Apple’s battle with Qualcomm spreads to the UK

01.09.2017

On 19 May 2017 Apple issued a major claim against Qualcomm in the English Court. This is part of a widely reported global dispute between the two giants. The English action includes an Article 102 abuse of dominance claim as well as a FRAND licensing claim and was issued just a month after the English Court’s first FRAND valuation inUnwired Planet v Huawei (Bristows’ blog post here and here). The particulars of the claim are now available and make fascinating reading.

On the FRAND licensing front, Apple seeks a declaration that Qualcomm has breached its obligations to ETSI, by failing to offer a FRAND licence for Standard Essential Patents (SEPs), seeking excessive and non-FRAND royalties.

As far as competition law and Article 102 is concerned, Apple makes a number of arguments.

It claims that Qualcomm is abusing its dominant position in the markets for LTE, CDMA and UMTS chipsets by refusing to license its SEPs to competing chipmakers. This means that if a chipset is purchased from a company other than Qualcomm, the purchaser must then obtain a licence from Qualcomm for use of Qualcomm’s standard-essential IP. Apple asserts that Qualcomm’s practices exclude chipset competitors from the market, as well as being in breach of its contractual FRAND obligations.

Apple also complains about various aspects of agreements between itself and Qualcomm. These expired in 2015, and in 2016 Apple began to purchase chipsets from Intel. This has doubtless affected the nature and timing of the litigation.

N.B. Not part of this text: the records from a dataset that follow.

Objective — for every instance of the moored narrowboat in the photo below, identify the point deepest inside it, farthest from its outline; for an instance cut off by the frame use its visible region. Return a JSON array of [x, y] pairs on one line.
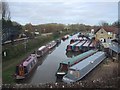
[[78, 46], [51, 44], [25, 67], [81, 69], [65, 37], [85, 46], [42, 50], [70, 46], [63, 67]]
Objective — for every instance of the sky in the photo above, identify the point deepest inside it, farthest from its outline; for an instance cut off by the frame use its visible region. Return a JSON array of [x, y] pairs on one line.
[[65, 12]]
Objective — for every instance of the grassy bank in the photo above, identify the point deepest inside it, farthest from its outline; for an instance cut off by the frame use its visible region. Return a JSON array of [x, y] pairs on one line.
[[15, 54]]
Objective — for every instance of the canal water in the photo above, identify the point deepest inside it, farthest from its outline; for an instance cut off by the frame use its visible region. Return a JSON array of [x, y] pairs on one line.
[[48, 65]]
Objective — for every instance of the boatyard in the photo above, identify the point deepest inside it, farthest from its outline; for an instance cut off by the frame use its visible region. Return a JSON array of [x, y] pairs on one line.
[[59, 45], [48, 72]]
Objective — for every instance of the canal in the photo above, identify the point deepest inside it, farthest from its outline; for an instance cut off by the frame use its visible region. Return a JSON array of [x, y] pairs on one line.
[[48, 65]]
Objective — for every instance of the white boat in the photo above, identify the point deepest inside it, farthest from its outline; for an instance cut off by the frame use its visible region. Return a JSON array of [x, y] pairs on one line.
[[81, 69], [51, 44]]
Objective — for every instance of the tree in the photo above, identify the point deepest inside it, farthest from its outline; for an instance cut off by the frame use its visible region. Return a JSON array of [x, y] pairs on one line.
[[5, 11], [103, 23], [116, 23]]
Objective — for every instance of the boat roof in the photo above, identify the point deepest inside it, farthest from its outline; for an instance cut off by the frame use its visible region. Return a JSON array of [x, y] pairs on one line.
[[81, 43], [75, 43], [41, 48], [115, 47], [29, 59], [72, 60], [87, 43], [87, 61]]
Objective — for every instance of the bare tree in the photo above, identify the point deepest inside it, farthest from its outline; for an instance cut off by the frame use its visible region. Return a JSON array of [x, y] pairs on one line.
[[5, 11], [103, 23]]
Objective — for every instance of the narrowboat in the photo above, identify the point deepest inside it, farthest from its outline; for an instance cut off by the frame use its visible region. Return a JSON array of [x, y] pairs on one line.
[[70, 46], [63, 67], [65, 37], [58, 41], [75, 39], [81, 69], [85, 46], [25, 67], [51, 44], [42, 50], [92, 45], [78, 46]]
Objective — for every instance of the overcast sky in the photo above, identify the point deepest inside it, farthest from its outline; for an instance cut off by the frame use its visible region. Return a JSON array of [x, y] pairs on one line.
[[66, 12]]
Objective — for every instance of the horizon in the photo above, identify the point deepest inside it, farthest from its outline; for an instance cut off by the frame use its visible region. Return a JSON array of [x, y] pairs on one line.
[[88, 13]]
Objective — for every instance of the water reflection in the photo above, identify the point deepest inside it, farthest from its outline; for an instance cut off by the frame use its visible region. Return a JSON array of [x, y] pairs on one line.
[[48, 64], [72, 54]]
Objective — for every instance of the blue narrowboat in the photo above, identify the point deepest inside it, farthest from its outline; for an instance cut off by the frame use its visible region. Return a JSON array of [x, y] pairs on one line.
[[81, 69], [64, 65], [78, 47], [25, 67], [51, 44], [70, 46], [85, 46], [42, 50]]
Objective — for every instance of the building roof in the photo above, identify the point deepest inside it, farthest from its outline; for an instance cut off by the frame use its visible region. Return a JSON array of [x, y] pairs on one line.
[[107, 29], [89, 60]]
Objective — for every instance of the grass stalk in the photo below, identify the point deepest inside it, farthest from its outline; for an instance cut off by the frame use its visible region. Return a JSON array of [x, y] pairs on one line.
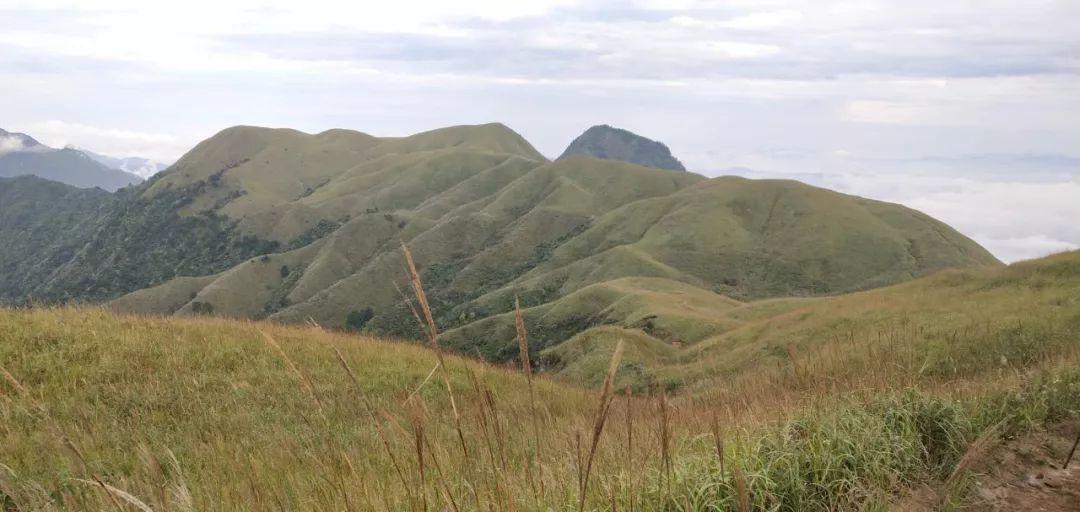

As mentioned above, Apple contends that Qualcomm’s royalties are excessively high. It then argues that to reduce the effective royalty rate it had to pay, it had no commercial alternative other than to conclude rebate agreements which involved granting Qualcomm exclusivity over Apple’s chipset supply. Apple maintains that one consequence of this arrangement has been to limit the emergence of other chipset manufacturers, who have been precluded from competing for Apple’s custom. Because of Apple’s importance as a purchaser of chipsets this is argued to have foreclosed a significant part of the potential demand. Qualcomm’s practice of forcing customers to take a licence and to agree to exclusionary terms is said to further reinforce the exclusionary effects.

A particular feature of the rebate agreement which is criticised by Apple is that it was conditional on Apple agreeing not to pursue litigation or governmental complaints that the royalties were ‘non-FRAND’.

Apple explains that Qualcomm’s royalties are charged in addition to the price of the chipset itself, and are based on the price of the end device being sold by the licensee, rather than on the price of the chipset in which it is argued that all the patented technology is practised. Apple takes the position that in order to be acceptable the royalty should be calculated by reference to the smallest saleable patent practising unit (SSPPU) – in this instance the chipset, rather than the phone. This is said to guard against situations where two phones that use the same Qualcomm technology could incur significantly different royalty obligations for use of the same SEPs based only on their different end sales prices. Those sales prices which differ because of completely different aspects of the phones, such as design or additional functionalities. This issue was not considered by Birss J in Unwired Planet v Huawei. The argument was raised in Vringo v ZTE, but was dropped before trial.

Apple makes several arguments which are in tension with the recent Unwired Planet v Huawei Judgment. These include: that licensees can be acting in a FRAND manner even though they refuse to take a licence of an entire patent portfolio of declared SEPs, irrespective of validity or essentiality, that the FRAND royalty for an SEP should reflect the intrinsic value of the patent, and that the standard (of which that technology is a part) constitutes value that Qualcomm has not created and which it should not seek to capture through its FRAND licensing.

Finally, in an attempt to demonstrate that Qualcomm’s royalty is not FRAND, Apple states that Qualcomm holds a quarter of the declared SEPs for the LTE standard and compares Qualcomm’s royalty with the (presumably lower) licence fee it pays other SEP holders, who combined hold one third of the relevant SEPs.

Ultimately, Apple claims that Qualcomm’s undertaking to ETSI is ineffective to constrain its dominance as an SEP owner. This may be a direct response to comments by Birss J in Unwired Planet v Huawei that an SEP holder may not always hold a dominant position, for example, because of the FRAND obligation and the risk that implementers may engage in patent hold-out.

Conclusion

Developments in this case will be interesting when set against the recent judgment in Unwired Planet v Huawei, in which Birss J considered many of the issues raised by Apple. But Apple also makes arguments that go well beyond the issues considered in that case. For example, Apple’s arguments about exclusionary rebates may be affected by the Intel judgment, due to be handed down by the EU’s Court of Justice on 6 September 2017. It also sits alongside parallel antitrust litigation in the US, including retaliatory actions by Qualcomm designed to exclude Apple’s handsets from import to the US. How this case, and the global dispute, evolves will be fascinating to follow – and not only for those with an interest in SEP and FRAND issues.